Hope it helps. There is a saying amongst radiologists that if you want 50 different interpretations of a scan ask 50 radiologists. UCLH in London have some of the best leading and respected radiologists in terms of prostate scan interpretations. 

I was pirads 4 too. Some scanners are better than others I’ve noticed. Some are quite old and really should be EOL but I guess budgets don’t allow this.

best of luck with getting a treatment plan to move things forward. My biopsy (Gleason 6) was carried out September 2019…surgery 2019. The surgeon said he had to take more tissue around the bladder neck due to it more extensive than the scan/biopsy had shown. And it was perhaps a month or so from breaking out. 😵‍💫 Final histology Gleason 7 (3+4) T2c

keep us posted with your journey.

cheers

simon

Edited by member 28 Feb 2024 at 20:08  | Reason: Not specified

User
Posted 28 Feb 2024 at 21:05
Ned, good luck. In some ways the stage where you are wondering what treatment to accept is the most stressful of the entire process. Like you I got a bit obsessed trying to make sense of the academic papers - but in the end what they say is that there isn't any big difference between approaches and it is up to you to decide what your body can tolerate best in terms of the immediate impacts of treatments and the longer term side effects.

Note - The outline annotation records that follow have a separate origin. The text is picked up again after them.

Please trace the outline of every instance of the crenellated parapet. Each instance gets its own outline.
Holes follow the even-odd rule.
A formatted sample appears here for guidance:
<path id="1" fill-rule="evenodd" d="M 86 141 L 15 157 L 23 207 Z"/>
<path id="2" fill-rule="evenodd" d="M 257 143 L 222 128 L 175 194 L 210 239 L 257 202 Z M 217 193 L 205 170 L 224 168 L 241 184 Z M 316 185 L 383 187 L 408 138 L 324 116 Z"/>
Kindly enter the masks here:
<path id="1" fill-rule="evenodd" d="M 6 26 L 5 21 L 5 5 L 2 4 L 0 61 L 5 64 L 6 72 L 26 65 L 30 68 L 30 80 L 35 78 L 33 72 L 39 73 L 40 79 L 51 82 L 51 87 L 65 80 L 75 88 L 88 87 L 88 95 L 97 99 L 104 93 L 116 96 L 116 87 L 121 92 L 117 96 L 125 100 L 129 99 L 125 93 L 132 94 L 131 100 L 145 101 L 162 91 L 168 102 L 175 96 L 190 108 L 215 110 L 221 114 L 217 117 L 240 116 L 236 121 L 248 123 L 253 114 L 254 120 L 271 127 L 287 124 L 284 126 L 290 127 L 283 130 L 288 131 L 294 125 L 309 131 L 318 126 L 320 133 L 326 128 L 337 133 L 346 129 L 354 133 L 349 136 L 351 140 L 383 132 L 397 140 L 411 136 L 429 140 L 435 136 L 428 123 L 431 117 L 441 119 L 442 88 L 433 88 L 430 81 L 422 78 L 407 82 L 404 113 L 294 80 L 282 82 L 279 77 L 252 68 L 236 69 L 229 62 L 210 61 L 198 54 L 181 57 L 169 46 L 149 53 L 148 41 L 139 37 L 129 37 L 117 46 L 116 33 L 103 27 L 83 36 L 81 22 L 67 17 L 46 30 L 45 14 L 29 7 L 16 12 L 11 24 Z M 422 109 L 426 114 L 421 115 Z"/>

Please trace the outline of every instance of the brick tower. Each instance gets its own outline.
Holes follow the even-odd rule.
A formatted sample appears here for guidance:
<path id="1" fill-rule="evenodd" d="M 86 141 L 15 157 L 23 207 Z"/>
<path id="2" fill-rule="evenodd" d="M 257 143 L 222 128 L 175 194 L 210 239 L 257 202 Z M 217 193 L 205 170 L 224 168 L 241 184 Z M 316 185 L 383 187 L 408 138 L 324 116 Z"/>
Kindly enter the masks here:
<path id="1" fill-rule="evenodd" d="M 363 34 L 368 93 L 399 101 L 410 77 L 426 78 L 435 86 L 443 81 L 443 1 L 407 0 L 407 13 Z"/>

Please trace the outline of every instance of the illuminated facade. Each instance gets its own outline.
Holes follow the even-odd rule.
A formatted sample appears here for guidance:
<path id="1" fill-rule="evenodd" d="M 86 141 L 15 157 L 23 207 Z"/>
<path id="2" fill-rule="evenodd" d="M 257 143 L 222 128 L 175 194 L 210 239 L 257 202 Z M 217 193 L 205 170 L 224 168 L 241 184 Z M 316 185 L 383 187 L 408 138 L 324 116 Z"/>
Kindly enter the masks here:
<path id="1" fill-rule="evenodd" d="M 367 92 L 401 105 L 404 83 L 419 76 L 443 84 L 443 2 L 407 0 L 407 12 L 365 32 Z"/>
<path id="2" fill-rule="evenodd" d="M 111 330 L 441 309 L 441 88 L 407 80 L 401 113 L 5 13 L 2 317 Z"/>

I do get the impression that it would be unwise to lean too heavily on the imaging results, while a strong signal is important a weak or undetectable signal doesn't reliably indicate an absence of cancer. Biopsies are better - but of course the cores taken are only a minority sample and no one knows whether the rest of the prostate has a similar distribution of pathologies.

The good thing is that the PSA values you report don't suggest fast growth. You have a bit of time to wait for further results and make your decision, but don't wait too long.

User
Posted 29 Feb 2024 at 01:10

J-B,

Thank you for sharing your thoughts. You are so right about the papers, and imaging. I know that I will ultimately need to make a decision about moving forward but do feel under less pressure and feel I have time for seeking 2nd opinions once all the additional results come in( PMSA PET, Decipher genomic evaluation) even if that takes several months. My mpMRI was in mid Jan, biopsy early Feb, PET scheduled early March, genomic results end of March early April. It seems just gathering what is needed to make the decision take months, that’s why I am taking the NIH studies to make my glass half full, not half empty. I really feel at 70, turning 71 with the average life expectancy in the US for male around 76, I imagine I could just ignore everything anyway (which I won’t). Will keep you up to date.

NED

User
Posted 29 Feb 2024 at 01:18

Simon,

Thanks for replying. This is such a hard decision, but 21 years ago I went through non-Hodgkins lymphoma, went into a clinical trial and beat it. I spent a lot of time researching treatments and really learned how oncologist’s can all give different recommendations for the same thing. I know if I had taken other recommendations I would not be in the 20 year remission. I also spent a lot of time absorbing the wealth of information from support groups such as this listening to what other people are doing and how they made their decisions.